Es cierto que la impresión que se obtenía de Hitler, sobre todo después de un encuentro corto y fugaz, era la de un hombre muy serio. Esta profunda seriedad parecía ensombrecer todo lo demás. En sus años jóvenes también era así. Con una seriedad muy grande, que no correspondía en absoluto con aquel muchacho de dieciséis o diecisiete años de edad, examinaba todas las cuestiones que le conmovían y afectaban. Y el mundo tenía miles y miles de preguntas que dirigirle. Podía amar y admirar, odiar y despreciar, pero siempre con la máxima seriedad. Pero no era capaz de echar un problema a un lado con una ligera sonrisa. Aun cuando no se interesara personalmente por el deporte, por ejemplo, era el deporte, como manifestación de una época, tan importante para él como cualquier otro problema. Jamás llegaba a una conclusión final cuando comenzaba la discusión de todos los puntos de vista en pro y en contra. Con su seriedad característica planteaba continuamente nuevos aspectos del problema, y si el presente no le ofrecía un tema, hurgaba en el pasado durante horas y horas y en toda clase de libros. Esta seriedad desacostumbrada era su característica externa más destacada. Por el contrario, se encontraban a faltar muchos aspectos que caracterizan a la juventud: una indolencia despreocupada, vivir al día, contentarse con el “que venga lo que sea”. No, esto no valía para él. En este caso —¡extraña contradicción! — se hubiese él sentido muy poco joven. El humor quedaba con ello relegado a la esfera más íntima. Sólo irradiaba de vez en cuando, como si se tratara de algo despreciable. Con frecuencia se dirigía este humor a las personas que le rodeaban, o sea a aquel campo de acción en el que no existían para él problemas ni preguntas. Por este motivo, el agudo y algo amargado humor se mezclaba con frecuencia a la burla, desde luego, siempre una burla amistosa. En cierta ocasión asistió a un concierto en el que yo tocaba la trompeta. Le divertía lo indecible imitarme y me confesó que con mis mejillas hinchadas le había parecido yo un ángel de Rubens.
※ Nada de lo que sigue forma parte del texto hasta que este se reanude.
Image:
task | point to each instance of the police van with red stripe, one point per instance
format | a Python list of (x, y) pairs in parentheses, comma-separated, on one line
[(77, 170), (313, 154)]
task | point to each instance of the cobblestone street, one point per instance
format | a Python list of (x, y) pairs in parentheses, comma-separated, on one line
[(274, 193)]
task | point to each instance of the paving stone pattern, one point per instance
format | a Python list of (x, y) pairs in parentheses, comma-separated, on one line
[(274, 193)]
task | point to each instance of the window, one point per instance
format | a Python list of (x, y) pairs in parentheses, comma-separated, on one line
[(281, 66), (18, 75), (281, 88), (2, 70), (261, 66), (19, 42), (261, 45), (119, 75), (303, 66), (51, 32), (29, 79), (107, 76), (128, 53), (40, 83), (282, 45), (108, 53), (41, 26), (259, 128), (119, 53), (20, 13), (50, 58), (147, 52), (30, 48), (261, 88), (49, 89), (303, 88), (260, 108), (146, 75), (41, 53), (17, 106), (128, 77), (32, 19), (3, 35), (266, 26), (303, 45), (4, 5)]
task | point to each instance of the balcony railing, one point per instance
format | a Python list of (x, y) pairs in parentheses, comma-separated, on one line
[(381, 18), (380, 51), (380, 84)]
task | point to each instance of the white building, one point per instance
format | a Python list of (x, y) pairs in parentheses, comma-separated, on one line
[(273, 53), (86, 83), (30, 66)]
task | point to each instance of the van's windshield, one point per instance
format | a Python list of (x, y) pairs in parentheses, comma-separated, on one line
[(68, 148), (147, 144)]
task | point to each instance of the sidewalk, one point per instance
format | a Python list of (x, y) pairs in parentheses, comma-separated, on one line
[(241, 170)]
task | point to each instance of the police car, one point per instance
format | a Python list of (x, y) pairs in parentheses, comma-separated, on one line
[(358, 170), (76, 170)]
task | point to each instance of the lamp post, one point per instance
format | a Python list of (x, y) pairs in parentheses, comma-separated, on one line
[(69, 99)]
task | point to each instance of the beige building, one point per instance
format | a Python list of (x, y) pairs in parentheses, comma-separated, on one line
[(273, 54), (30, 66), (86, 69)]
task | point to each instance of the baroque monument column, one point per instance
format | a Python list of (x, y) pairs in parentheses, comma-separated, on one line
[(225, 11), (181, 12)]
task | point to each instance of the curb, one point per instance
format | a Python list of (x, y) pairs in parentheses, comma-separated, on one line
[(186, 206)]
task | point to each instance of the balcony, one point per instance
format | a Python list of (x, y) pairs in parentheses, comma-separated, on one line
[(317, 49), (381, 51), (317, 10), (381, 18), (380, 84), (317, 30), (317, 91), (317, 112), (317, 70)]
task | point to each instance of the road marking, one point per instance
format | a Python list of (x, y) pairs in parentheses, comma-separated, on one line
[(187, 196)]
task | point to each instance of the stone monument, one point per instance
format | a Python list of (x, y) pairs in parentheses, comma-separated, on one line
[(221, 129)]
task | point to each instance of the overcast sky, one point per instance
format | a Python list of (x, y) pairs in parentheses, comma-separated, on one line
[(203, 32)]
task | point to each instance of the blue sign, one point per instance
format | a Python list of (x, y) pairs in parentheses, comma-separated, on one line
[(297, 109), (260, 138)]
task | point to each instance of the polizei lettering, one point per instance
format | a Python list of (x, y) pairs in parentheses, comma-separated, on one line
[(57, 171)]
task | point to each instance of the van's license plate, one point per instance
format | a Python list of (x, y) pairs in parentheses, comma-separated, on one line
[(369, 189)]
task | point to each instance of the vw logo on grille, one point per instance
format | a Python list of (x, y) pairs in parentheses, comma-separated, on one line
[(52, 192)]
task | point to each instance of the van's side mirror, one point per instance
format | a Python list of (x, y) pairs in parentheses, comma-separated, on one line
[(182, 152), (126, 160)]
No voy a terminar este capítulo sin destacar una característica del joven Hitler que, lo reconozco de antemano, puede resultar hoy día un tanto paradójica. Hitler poseía una gran capacidad de penetración en las almas de las personas. De una forma realmente conmovedora se hizo cargo de mi persona. No tenía necesidad de contarle cuál era mi situación. Comprendía y asimilaba todo lo que me conmovía a mí de un modo tan directo como si hubiese sido yo mismo. ¡Cuántas veces me ayudó en una situación apurada! Siempre sabía lo que era más conveniente para mí, lo que yo podía necesitar. Aun cuando se ocupase intensivamente de todo lo concerniente a su persona, también con la misma intensidad se ocupaba de los asuntos de aquellas personas que le interesaban. No fue en modo alguno debido a la casualidad que fuera él quien diera el curso decisivo a mi vida persuadiendo a mi padre que me permitiera estudiar música. Y esto se debía a su posición básica que le llevaba a tomar parte, de un modo que no admitía dudas, de todo aquello que hacía referencia a mi persona. En ocasiones no podía desprenderme de la impresión de que junto a su vida vivía él también la mía.
He reflejado aquí la imagen del joven Hitler, tal como la conservo en mi memoria. La pregunta, empero, que por aquel entonces se cernía inconsciente y sin ser formulada en palabra sobre aquella amistad de juventud, ha quedado sin respuesta hasta el día de hoy: ¿A qué fin destinaba Dios aquel ser humano?